Le sfumature, i punteggi intermedi, e la collocazione di tutti gli altri, vedete voi, qui era solo un primissimo esercizio per capirci.
C’è anche un punteggio zero, ovviamente: quello di chi pensa criticamente, di chi fa politica con assennatezza e senza tornaconti personali, chi si informa in modo ampio e cerca di valutare ciò che capisce del mondo, semmai sbagliando (non essere populisti non significa non sbagliare; diciamo che temo non esista uno zero perfetto, in quanto al tasso di populismo presente in ciascuno di noi, ma uno zero-virgola-qualcosa è già un grandissimo risultato).
Il popolo italiano è, in grande maggioranza fra il livello 2 e il 3. Una conseguenza più volte segnalata su questo blog è che le preferenze elettorali di questi concittadini si spostano ma entro confini di populismo conclamato o grave; oggi la Lega è in calo ma la Meloni è in crescita; ricresce anche un po’ il M5S. Questa ampia platea di grave populismo, anche perché poco critica, segue il Salvini del Papeete finché spara dichiarazioni a raffica, poi in parte lo abbandona per la Meloni, o per Di Maio, ma ridate un microfono al capo leghista e questi italiani torneranno a seguirlo abbandonando i precedenti.
Non ha molta importanza. Non ci deve importare un fico secco se in un dato momento ha più consenso la Lega, Fratelli d’Italia o il Movimento 5 Stelle; sono piccole varianti dello stesso fenomeno devastante per la nostra democrazia.

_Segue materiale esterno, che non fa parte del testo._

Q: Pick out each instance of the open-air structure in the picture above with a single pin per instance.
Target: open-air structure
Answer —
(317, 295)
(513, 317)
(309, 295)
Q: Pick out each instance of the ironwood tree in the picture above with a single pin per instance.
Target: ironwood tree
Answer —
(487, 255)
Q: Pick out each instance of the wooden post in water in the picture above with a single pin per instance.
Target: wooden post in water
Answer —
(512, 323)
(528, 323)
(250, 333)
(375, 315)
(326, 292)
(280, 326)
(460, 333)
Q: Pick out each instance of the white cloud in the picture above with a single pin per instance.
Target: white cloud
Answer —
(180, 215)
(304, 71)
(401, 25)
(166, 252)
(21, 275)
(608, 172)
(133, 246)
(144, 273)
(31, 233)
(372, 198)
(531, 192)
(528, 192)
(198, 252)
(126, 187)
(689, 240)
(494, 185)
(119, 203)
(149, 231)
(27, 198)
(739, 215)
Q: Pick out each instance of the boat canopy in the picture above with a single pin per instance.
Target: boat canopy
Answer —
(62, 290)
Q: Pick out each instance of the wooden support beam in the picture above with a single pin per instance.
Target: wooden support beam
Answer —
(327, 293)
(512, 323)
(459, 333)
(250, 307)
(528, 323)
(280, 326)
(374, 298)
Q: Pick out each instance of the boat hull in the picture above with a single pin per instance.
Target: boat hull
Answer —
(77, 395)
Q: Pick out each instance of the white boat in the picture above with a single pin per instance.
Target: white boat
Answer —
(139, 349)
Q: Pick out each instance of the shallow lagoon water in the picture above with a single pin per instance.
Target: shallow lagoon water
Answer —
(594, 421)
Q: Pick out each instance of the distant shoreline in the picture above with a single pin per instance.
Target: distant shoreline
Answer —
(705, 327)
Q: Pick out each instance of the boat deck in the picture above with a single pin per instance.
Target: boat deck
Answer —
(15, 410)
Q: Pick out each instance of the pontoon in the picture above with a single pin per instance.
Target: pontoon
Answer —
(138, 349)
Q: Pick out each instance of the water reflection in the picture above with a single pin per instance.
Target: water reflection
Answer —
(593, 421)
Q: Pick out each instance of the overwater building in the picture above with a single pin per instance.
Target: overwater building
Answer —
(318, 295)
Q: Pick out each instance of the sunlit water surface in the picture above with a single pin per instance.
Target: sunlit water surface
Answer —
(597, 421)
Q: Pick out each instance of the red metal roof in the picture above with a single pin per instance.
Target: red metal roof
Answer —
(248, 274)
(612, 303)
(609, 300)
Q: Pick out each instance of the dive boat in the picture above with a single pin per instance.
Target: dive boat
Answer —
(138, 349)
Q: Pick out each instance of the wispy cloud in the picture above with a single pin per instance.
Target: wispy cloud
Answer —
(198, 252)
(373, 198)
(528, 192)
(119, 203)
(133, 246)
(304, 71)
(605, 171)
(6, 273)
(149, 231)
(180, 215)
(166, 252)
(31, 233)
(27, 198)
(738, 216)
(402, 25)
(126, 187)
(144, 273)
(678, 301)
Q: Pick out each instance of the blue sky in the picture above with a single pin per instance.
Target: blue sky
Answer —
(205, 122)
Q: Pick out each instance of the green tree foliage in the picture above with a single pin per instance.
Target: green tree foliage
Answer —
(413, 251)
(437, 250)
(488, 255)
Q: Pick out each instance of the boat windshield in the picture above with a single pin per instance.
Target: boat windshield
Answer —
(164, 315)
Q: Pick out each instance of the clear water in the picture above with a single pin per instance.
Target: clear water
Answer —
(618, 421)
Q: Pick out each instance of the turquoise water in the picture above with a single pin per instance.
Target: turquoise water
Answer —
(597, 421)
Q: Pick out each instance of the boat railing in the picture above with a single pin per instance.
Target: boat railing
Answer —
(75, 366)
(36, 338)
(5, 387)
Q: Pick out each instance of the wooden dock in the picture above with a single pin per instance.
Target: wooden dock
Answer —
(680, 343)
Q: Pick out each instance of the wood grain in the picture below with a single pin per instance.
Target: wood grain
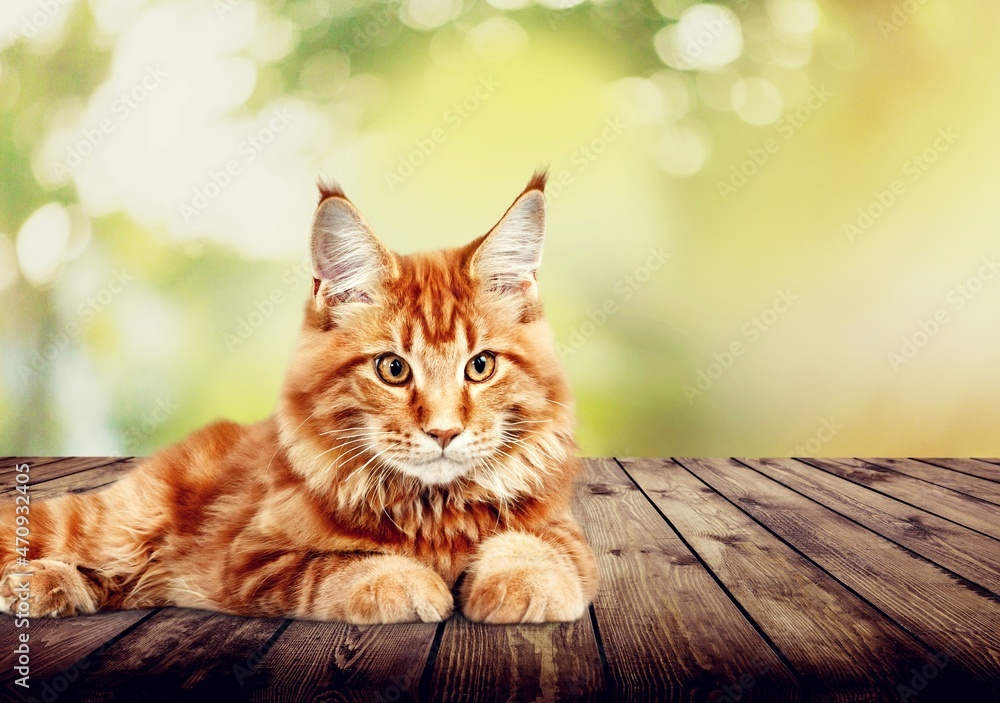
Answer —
(953, 480)
(55, 646)
(79, 482)
(836, 641)
(175, 652)
(315, 661)
(982, 468)
(967, 553)
(669, 631)
(957, 507)
(40, 473)
(939, 608)
(551, 662)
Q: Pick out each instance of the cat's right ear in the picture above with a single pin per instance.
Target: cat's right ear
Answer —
(350, 264)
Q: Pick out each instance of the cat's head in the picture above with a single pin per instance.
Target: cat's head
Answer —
(434, 369)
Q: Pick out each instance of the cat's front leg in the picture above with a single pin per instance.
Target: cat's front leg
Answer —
(390, 588)
(354, 588)
(524, 577)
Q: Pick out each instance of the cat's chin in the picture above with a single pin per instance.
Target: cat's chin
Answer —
(435, 472)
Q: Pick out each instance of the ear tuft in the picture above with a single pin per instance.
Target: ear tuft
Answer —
(508, 258)
(538, 180)
(348, 259)
(329, 188)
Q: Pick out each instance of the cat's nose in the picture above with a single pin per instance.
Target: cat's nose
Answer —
(444, 437)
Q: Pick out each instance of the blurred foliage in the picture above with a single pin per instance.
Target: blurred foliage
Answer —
(836, 154)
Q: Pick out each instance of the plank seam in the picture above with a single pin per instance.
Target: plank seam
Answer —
(928, 481)
(424, 687)
(959, 471)
(795, 674)
(609, 682)
(892, 621)
(5, 491)
(99, 649)
(807, 462)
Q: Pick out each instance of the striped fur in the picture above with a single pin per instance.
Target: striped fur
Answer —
(345, 504)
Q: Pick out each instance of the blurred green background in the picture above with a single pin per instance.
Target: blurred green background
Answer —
(773, 226)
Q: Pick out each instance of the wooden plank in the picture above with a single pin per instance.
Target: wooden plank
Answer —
(315, 661)
(983, 468)
(965, 510)
(837, 642)
(939, 476)
(175, 652)
(60, 648)
(967, 553)
(669, 631)
(81, 481)
(55, 469)
(524, 662)
(945, 612)
(550, 662)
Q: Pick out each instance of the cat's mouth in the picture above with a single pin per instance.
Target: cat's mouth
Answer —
(435, 471)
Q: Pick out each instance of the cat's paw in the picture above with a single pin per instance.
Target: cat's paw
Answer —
(519, 578)
(45, 588)
(398, 589)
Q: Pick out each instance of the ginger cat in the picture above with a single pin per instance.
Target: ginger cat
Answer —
(422, 444)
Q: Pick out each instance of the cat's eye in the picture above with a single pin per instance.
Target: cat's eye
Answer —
(392, 369)
(481, 366)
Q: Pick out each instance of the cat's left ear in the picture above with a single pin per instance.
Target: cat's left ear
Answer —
(507, 259)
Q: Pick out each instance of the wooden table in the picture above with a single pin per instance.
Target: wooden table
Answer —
(722, 580)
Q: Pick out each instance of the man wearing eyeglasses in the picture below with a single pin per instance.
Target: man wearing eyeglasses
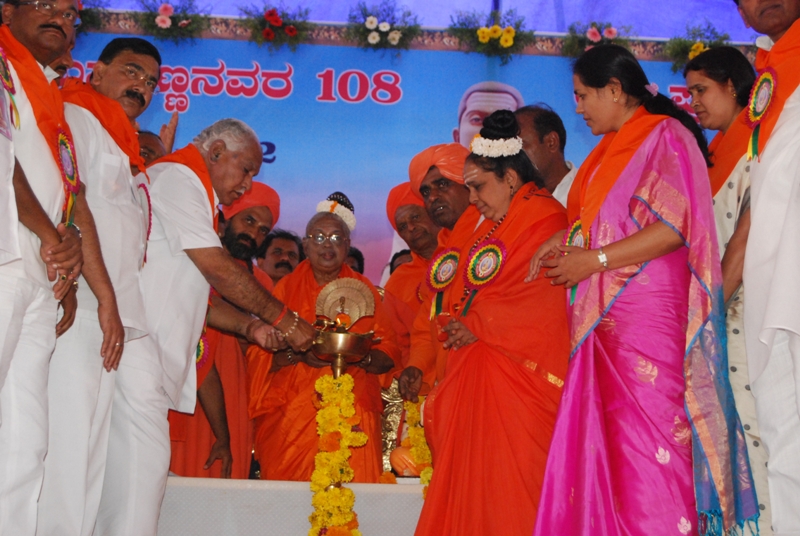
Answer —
(86, 363)
(34, 34)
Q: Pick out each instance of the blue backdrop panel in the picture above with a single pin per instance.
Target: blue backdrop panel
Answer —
(340, 118)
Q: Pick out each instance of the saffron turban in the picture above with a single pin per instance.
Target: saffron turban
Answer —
(448, 158)
(260, 195)
(401, 195)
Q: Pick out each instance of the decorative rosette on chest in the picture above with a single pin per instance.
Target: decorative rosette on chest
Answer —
(442, 269)
(69, 172)
(575, 236)
(202, 352)
(485, 263)
(759, 105)
(5, 73)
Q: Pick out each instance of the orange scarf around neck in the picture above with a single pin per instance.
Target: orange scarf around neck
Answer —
(784, 60)
(48, 109)
(190, 157)
(726, 151)
(604, 165)
(110, 114)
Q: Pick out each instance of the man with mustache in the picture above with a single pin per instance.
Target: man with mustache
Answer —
(184, 260)
(220, 428)
(46, 182)
(437, 175)
(771, 317)
(101, 114)
(283, 252)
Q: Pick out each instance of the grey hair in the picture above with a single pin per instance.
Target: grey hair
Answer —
(233, 132)
(322, 215)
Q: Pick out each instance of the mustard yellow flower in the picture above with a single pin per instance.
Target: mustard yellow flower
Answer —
(506, 41)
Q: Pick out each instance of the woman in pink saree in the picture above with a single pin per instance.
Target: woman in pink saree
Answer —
(647, 440)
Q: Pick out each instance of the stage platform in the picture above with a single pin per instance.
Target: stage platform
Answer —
(206, 507)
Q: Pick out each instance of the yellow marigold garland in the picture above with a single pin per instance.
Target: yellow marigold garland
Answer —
(337, 426)
(417, 444)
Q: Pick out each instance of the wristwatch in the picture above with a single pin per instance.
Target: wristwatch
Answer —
(603, 259)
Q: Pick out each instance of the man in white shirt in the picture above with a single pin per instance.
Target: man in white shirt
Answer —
(184, 259)
(772, 291)
(543, 140)
(101, 116)
(31, 39)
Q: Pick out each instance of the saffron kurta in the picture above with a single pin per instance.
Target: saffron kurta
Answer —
(490, 419)
(282, 402)
(191, 435)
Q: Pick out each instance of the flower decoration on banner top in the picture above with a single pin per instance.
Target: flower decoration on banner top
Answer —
(382, 27)
(697, 40)
(91, 13)
(495, 148)
(582, 37)
(339, 430)
(176, 20)
(496, 34)
(276, 26)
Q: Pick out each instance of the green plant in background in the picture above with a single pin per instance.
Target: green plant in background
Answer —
(276, 26)
(496, 34)
(698, 39)
(582, 37)
(382, 26)
(176, 20)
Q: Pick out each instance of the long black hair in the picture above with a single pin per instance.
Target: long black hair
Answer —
(597, 66)
(721, 64)
(501, 125)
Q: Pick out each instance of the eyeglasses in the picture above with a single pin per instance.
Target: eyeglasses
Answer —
(320, 239)
(49, 10)
(136, 73)
(441, 185)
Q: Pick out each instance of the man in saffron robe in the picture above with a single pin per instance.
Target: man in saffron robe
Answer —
(184, 259)
(405, 290)
(282, 384)
(437, 174)
(220, 428)
(771, 315)
(101, 114)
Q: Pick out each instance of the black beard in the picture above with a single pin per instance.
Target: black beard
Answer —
(236, 246)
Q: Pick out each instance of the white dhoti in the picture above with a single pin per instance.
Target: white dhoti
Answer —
(28, 339)
(80, 394)
(776, 397)
(138, 449)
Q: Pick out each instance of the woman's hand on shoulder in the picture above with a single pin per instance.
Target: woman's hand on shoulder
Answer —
(547, 250)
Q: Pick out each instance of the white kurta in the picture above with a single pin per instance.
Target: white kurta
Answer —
(772, 317)
(27, 331)
(176, 293)
(80, 390)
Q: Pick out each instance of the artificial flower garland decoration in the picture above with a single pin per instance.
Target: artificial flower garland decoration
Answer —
(338, 429)
(276, 27)
(583, 37)
(698, 39)
(416, 443)
(498, 34)
(176, 20)
(384, 26)
(495, 148)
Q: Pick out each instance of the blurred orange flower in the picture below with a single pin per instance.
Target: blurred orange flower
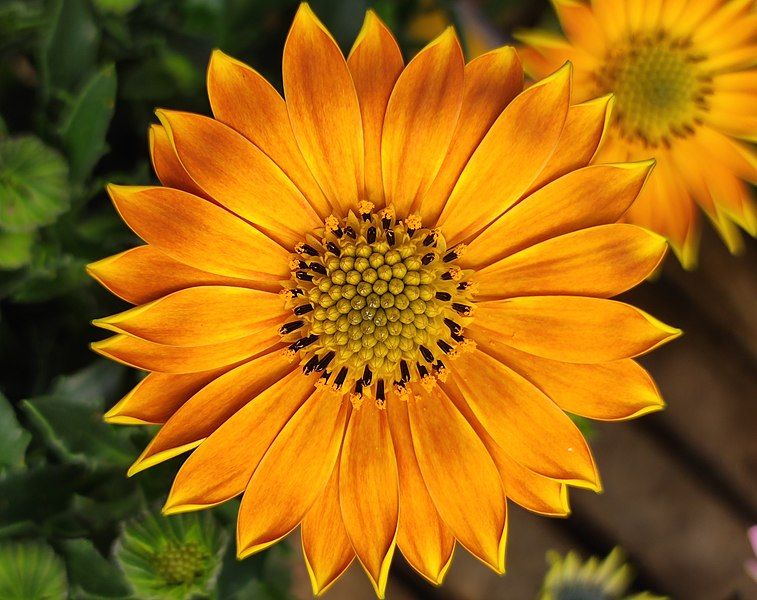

E al centro? E a sinistra? Anche qui seguendo Flavia Perina e quanto più volte scritto da Hic Rhodus, in queste diverse aree politiche si assiste, con ritmi e modalità meno eclatanti, al fenomeno di penetrazione del virus populista.
Qui occorre guardare in faccia la realtà anche se vi può addolorare: andate oltre le etichette: chi si auto-definisce “di sinistra” (o “liberale”, “socialista”, quel che vi pare) non è necessariamente immune al virus. Sono i fatti, le parole, i comportamenti, che possono testimoniare una vera lucidità di pensiero, o se l’inquinamento populista, con uno o più dei suoi tratti, non abbia incominciato a produrre i suoi effetti.
Lascio giudicare ai lettori, anche perché la mia idea in merito, altre volte espressa, è piuttosto sconfortata.